Menu

Sphinx4 FastDictionary Addenda?

Help
2008-02-11
2012-09-22
  • Chris Deering

    Chris Deering - 2008-02-11

    Hi Guys,

    Im currently using Sphinx4 as part of my final year project in Uni. Overall, I've found it a lot of fun to work with (once I got my head around a few things that is). I've been getting pretty good results from using hub4. However, part of what I want to do is to be able to deal gracefully with out-of-vocab words. For this, I will be providing UI methods to allow the user to enter a correction. I want to then incorporate these improvements in future recognition tasks. To do this I was thinking (well, my supervisor gave me the idea) to add the entries into the dictionary file. First of all, I want to confirm, would this have the desired result?
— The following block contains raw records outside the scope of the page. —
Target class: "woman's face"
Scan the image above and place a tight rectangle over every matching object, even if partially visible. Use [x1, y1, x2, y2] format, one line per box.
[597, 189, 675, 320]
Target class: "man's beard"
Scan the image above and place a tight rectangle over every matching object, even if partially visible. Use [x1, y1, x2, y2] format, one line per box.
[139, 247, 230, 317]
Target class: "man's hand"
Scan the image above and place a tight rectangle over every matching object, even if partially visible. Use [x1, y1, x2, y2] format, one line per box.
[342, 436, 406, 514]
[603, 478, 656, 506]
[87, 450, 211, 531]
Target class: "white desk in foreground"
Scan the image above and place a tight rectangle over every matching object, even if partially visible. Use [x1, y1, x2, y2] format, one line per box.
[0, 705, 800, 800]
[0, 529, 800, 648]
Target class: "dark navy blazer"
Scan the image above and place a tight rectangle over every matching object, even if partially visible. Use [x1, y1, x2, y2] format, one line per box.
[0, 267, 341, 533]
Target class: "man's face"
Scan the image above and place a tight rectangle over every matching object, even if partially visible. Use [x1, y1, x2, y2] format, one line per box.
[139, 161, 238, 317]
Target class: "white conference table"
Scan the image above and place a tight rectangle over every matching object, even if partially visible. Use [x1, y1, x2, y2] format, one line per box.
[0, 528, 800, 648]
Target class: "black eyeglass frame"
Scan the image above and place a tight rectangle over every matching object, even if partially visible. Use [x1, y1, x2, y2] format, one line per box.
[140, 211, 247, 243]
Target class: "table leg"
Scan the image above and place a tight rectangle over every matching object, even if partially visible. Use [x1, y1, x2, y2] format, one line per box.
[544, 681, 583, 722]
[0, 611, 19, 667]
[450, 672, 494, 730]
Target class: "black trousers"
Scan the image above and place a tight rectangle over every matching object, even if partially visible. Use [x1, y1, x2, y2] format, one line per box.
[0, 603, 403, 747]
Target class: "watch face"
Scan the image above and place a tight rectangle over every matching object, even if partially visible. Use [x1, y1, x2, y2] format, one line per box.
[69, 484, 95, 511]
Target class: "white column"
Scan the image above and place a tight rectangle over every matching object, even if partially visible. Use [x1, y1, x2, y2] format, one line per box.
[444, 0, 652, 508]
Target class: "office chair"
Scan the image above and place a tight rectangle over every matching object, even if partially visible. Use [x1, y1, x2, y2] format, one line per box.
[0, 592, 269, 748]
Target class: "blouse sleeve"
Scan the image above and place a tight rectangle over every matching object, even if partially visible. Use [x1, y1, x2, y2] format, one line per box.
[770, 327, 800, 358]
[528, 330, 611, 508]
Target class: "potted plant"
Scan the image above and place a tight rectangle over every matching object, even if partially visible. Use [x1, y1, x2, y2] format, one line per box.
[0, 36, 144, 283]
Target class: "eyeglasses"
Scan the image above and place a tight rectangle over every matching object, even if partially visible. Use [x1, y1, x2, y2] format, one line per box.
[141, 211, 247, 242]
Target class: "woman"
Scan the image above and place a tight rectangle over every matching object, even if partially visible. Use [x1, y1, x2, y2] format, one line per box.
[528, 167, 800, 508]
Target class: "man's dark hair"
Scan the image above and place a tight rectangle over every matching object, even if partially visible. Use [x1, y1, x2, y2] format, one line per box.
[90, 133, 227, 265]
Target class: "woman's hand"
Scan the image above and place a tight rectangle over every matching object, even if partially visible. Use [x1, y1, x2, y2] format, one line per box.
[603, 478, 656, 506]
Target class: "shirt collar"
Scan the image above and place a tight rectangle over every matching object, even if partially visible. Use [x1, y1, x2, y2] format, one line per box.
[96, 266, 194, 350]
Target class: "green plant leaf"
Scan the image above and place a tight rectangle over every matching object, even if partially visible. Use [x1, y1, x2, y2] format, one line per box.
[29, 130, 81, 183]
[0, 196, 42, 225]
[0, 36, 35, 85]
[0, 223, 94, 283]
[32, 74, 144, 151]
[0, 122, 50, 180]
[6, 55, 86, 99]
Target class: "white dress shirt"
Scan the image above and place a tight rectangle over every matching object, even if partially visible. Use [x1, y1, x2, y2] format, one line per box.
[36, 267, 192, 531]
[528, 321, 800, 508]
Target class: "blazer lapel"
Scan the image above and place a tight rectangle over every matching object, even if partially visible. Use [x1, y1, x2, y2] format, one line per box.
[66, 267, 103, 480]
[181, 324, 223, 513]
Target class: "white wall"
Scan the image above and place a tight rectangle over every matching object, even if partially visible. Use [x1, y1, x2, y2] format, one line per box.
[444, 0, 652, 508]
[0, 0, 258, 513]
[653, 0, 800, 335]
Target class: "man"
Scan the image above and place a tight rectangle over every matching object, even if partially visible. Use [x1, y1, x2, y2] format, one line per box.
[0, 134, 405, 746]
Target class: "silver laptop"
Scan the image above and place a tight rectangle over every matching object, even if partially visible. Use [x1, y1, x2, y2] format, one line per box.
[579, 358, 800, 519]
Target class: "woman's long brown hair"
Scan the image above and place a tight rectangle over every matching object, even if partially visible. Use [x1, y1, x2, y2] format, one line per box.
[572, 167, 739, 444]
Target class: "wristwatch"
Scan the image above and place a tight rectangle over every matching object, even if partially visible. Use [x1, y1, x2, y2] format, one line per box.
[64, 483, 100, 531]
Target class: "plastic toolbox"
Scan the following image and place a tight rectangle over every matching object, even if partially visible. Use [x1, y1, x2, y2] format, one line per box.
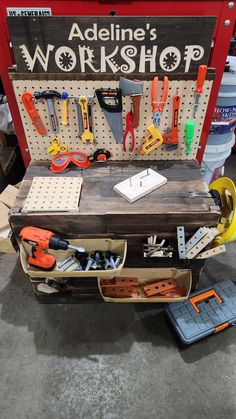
[165, 280, 236, 344]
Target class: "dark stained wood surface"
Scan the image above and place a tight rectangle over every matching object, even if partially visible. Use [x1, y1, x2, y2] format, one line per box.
[10, 161, 219, 238]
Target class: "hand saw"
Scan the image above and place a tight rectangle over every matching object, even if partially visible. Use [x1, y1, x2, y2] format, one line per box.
[95, 89, 124, 144]
[21, 92, 47, 135]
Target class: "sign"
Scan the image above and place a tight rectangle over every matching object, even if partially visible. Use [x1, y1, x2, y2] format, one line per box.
[7, 16, 216, 75]
[7, 7, 52, 16]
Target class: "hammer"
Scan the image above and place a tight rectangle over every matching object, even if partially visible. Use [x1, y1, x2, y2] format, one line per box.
[34, 90, 61, 133]
[119, 77, 143, 128]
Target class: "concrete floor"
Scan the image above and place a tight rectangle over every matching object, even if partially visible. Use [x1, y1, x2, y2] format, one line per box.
[0, 244, 236, 419]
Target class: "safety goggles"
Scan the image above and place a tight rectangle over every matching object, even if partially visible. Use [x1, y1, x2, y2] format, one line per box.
[50, 151, 90, 173]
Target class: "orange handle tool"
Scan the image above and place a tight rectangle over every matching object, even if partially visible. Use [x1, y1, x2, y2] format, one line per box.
[21, 92, 47, 135]
[196, 65, 207, 94]
[151, 76, 169, 112]
[163, 95, 180, 145]
[189, 289, 223, 313]
[151, 76, 159, 112]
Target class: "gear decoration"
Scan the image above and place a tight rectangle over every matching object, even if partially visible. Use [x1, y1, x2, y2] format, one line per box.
[79, 45, 94, 60]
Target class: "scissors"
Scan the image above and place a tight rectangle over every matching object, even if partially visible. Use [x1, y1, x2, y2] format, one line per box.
[48, 137, 68, 156]
[123, 112, 135, 151]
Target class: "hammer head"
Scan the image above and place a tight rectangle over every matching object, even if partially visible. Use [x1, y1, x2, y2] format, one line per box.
[34, 90, 61, 100]
[119, 77, 143, 96]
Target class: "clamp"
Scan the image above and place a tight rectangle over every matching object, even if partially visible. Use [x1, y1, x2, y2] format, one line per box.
[123, 112, 135, 151]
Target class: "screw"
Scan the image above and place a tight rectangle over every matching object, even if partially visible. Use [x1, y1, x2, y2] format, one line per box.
[60, 260, 75, 272]
[110, 256, 116, 269]
[85, 257, 95, 271]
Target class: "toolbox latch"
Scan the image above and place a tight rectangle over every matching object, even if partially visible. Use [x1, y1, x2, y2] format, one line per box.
[215, 322, 229, 333]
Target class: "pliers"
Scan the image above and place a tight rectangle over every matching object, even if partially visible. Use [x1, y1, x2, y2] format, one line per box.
[123, 111, 135, 151]
[151, 76, 169, 128]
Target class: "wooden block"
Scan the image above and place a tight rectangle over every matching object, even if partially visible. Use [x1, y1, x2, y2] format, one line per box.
[0, 228, 16, 253]
[0, 185, 19, 208]
[0, 202, 10, 231]
[143, 279, 178, 297]
[115, 276, 139, 287]
[113, 169, 167, 204]
[102, 286, 138, 298]
[22, 176, 83, 213]
[101, 277, 139, 288]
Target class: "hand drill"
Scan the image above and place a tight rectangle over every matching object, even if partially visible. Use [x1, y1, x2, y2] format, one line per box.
[20, 227, 85, 271]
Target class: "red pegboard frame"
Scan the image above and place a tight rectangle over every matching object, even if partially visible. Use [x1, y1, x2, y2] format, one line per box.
[0, 0, 236, 166]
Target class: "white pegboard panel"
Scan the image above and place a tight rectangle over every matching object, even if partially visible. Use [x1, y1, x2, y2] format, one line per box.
[22, 176, 83, 213]
[12, 80, 212, 160]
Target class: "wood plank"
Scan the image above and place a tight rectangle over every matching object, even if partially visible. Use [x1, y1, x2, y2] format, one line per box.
[10, 161, 219, 238]
[7, 16, 216, 76]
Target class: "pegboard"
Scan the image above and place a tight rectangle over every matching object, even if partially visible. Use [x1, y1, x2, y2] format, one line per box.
[12, 80, 213, 160]
[22, 176, 83, 213]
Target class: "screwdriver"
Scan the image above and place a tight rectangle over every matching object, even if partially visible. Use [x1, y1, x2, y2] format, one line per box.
[193, 65, 207, 118]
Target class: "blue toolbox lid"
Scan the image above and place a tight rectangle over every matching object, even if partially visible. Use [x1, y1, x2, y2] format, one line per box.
[165, 280, 236, 344]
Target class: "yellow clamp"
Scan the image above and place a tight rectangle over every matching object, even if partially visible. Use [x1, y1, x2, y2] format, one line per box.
[48, 137, 68, 156]
[209, 177, 236, 246]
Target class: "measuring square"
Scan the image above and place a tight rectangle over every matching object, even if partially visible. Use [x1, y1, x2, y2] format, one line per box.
[113, 169, 167, 204]
[22, 176, 83, 213]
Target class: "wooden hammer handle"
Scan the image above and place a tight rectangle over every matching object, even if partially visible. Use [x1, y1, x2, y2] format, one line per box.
[132, 95, 141, 128]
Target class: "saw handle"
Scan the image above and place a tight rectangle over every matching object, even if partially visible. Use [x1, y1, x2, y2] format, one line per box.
[61, 99, 68, 125]
[196, 65, 207, 94]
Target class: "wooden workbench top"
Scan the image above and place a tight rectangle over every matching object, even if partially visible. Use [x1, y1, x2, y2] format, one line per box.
[10, 161, 219, 234]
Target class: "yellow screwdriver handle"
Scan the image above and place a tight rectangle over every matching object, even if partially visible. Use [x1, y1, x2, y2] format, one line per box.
[79, 96, 94, 143]
[61, 99, 68, 125]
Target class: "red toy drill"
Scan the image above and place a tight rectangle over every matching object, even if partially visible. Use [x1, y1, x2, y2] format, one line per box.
[20, 227, 85, 271]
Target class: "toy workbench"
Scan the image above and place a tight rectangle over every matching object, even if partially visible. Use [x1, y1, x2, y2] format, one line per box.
[2, 16, 227, 303]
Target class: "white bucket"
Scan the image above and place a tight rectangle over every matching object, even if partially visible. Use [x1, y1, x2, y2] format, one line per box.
[201, 134, 235, 184]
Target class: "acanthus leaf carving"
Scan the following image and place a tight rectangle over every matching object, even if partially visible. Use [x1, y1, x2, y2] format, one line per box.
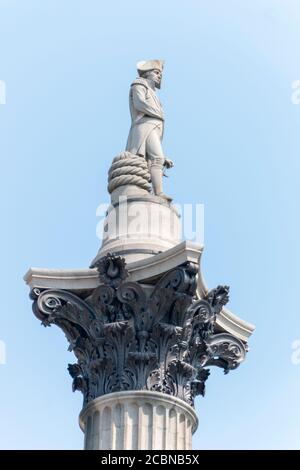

If I add a word to the dictionary (with correct phoneme mapping), will it be recognised if I were to run the same file again (at least in theory), or have I totally misunderstood the purpose of the dictionary? If I have misunderstood this, how could I go about adding that functionality? Secondly, I figure its much better practice to keep user-added words separate from the main body of the hub4 cmu dictionary, so I was really pleased when I saw the Addenda feature in the FastDictionary class. However, I cant for the life of me figure out how to set it up!! I get various different errors such as "unregistered component" whatever I try! Is there something I am missing? I would be really grateful if someone could shed some light on it. Thanks for your time!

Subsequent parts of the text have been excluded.